Published in the Archives of Neurology, a new study has found that over a ten year period, older individuals with diabetes had much lower cognitive test scores than other people of their age without the condition, the New York Times reported.  The results were even more poignant for those with Type 2 diabetes, which is more related with obesity and inactivity.

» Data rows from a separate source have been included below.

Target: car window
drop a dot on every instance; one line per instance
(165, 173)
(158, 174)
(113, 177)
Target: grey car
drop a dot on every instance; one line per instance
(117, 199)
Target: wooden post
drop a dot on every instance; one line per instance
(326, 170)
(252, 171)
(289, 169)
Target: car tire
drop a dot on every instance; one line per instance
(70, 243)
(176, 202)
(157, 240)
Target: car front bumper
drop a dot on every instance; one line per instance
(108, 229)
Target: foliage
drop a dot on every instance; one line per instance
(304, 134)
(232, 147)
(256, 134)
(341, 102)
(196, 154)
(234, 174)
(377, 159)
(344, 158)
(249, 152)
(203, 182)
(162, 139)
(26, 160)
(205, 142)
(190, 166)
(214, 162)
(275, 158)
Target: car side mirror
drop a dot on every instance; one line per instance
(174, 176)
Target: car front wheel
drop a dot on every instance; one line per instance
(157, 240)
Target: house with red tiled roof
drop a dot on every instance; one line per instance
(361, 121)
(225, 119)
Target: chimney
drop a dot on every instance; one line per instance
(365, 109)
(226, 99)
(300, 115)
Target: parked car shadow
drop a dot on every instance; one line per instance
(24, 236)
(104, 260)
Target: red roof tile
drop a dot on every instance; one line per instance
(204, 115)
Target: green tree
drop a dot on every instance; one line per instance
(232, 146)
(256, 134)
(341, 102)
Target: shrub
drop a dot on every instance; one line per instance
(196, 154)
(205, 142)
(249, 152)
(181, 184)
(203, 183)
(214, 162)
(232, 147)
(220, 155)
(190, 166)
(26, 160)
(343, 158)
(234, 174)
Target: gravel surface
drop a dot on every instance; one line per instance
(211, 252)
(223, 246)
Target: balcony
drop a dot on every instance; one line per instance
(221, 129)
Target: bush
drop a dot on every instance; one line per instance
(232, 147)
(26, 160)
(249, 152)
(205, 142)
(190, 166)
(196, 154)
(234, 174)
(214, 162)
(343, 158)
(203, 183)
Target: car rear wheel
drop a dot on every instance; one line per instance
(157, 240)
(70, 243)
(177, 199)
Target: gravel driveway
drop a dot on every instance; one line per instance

“What we’ve shown is a clear association with diabetes and cognitive aging in terms of the slope and the rate of decline on these cognitive tests,” Dr. Kristine Yaffe, a professor of psychiatry and neurology at the University of California, San Francisco and the study’s lead author, told the New York Times. “That’s very powerful.”

Yaffe and her colleagues got their results after analyzing data from 3,069 people participating in the Health, Aging and Body Composition project – a long-term study of older adults in living in Pittsburgh and Tennessee.  Over about a decade, participants were repeatedly given cognitive tests that evaluated memorization skills, dexterity, coordination and overall mental state.

At the beginning of the study, those with diabetes had a slightly lower baseline score than those who did not.  But towards the study’s conclusion, the gap in cognitive tests greatly widened, with the diabetic participants scoring much more poorly.  Also, those who did not have diabetes at the start of the research but developed it later on scored much worse at the end of the study.